I had fixed everything on my pattern, and had my bra cut out. The cups were sewn. The lace was sewn on the band. The band was attached to the cradle. It was time to get the elastics out of the little finding kit and sew them on the band. Then I realized I had drafted my pattern for the ‘soft’ elastics. The new elastics I had in my kit weren’t going to work for this band.

I wasn’t happy.

The bra went into a time out.

I’ll have to draft a new band and label both bands – one ‘soft elastics’ and one ‘firm elastics’. That will save any future frustrations.

The next morning I pulled out some elastics from my stash. I tried some beige elastics behind the band, and then some black.

I decided the black looked better. Those little picots were almost a shadow behind the band. To bring all the elements together, I added a black bow behind the lilac one at the front.  The Gothic arch looks wonky here, but that’s just on Catherine. I tried to get it to lay flat, but it just wouldn’t.

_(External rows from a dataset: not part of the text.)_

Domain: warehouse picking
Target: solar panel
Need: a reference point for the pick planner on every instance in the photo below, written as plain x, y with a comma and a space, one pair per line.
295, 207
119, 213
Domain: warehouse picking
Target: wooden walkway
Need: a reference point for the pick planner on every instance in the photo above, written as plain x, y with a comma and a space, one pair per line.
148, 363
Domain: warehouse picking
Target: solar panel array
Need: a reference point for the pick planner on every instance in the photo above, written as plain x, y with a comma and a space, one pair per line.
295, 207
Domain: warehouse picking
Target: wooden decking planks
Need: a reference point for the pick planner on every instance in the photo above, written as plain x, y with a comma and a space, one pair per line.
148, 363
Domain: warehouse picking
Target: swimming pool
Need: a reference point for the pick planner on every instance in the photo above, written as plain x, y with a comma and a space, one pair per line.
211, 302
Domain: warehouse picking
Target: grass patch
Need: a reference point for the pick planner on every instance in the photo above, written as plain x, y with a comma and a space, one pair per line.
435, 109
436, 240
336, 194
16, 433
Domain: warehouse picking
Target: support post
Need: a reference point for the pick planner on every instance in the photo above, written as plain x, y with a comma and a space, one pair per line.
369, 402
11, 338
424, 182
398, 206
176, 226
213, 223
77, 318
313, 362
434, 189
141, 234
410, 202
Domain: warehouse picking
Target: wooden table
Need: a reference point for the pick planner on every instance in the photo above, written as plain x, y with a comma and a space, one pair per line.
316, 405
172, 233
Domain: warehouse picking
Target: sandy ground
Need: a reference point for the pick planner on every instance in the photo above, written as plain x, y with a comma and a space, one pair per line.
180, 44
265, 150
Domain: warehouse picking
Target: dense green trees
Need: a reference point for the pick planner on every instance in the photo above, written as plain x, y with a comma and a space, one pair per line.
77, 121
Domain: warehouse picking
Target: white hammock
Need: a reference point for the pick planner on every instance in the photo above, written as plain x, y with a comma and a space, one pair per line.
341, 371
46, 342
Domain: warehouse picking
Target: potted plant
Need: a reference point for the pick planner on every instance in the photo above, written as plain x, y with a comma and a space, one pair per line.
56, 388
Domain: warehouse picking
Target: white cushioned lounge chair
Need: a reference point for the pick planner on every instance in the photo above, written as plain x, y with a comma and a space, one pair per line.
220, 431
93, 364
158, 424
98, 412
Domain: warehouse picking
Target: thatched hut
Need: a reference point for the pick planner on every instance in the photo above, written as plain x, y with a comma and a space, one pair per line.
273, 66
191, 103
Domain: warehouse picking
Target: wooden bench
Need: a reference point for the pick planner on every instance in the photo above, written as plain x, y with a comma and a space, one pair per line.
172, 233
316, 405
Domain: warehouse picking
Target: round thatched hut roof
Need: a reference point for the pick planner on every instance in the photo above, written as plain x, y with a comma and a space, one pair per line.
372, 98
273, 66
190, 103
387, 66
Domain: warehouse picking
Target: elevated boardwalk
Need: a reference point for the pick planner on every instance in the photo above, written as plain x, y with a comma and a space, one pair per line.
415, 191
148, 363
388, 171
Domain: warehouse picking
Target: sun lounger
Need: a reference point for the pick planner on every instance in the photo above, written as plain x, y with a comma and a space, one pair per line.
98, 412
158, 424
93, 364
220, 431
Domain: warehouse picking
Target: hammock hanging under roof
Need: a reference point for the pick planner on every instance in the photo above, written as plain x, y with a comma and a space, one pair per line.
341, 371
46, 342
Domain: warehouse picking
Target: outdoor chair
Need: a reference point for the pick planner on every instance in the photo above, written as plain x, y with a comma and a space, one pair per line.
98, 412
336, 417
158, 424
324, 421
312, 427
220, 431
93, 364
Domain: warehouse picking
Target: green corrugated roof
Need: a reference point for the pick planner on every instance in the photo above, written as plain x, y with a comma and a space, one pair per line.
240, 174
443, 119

I’m still deciding on the strap bows. I think I like the depth the black adds to the bows. I’ve made another black bow, so sewing them on is next.

Next panties to match.

Happy creating!

Another Draft

I just finished another bra draft. And it’s not perfect, but it’s awfully pretty.

Draft Six?

To be honest, I’ve lost count of exactly how many drafts I’ve done. I’ve drafted a whole bunch of times to practice what I’m doing, but haven’t made them all up.  This is an ivory bra with a lace upper cup. It looks lovely, but the cup is a little bit too small.

Here’s the side view.

Despite this not fitting perfectly, I’m pretty pleased with how well it all turned out. I’m definitely learning with each draft I draw and sew up. This time around there were no oversights or mistakes like in previous attempts.I used gold-toned rings and sliders. I thought they’d look really pretty with the ivory, and they do!

The Good News

This bra not fitting perfectly isn’t all bad news. The band fits perfectly. I won’t need to make any changes to that at all. The previous bands were all a bit too big, or gaping here or there. This one is good.

 In the Bra-Makers Manual Vol. 2, Beverly Johnson says measurements should be taken while wearing a good fitting bra. This has been a big part of my problem.

Although the Conturelle bra I have fits, the cup material has stretch, so taking measurements in this bra gives me great measurements for another stretch bra, but not for a more supportive one made from duoplex.

With this sixth draft, I was able to take my measurements, and re-drafted one more time with those new measurements.

Things I Did Right

   So, how did that seventh draft work? It fits! It FITS!

I can’t even begin to express how happy I am right now. I never dreamed I’d make my own pattern from measurements, sew it up, and it fit.

  It looks a sight though. I said it looked a sight!

Number six became my tester bra frame because the frame fit but the cups didn’t. I re-drafted only the cups, and sewed them into the tester frame. It’s the tester frame that’s sticking out on the outside. To make things look even worse, well, actually, to make it easier to unpick to reuse the tester frame, I used black thread. 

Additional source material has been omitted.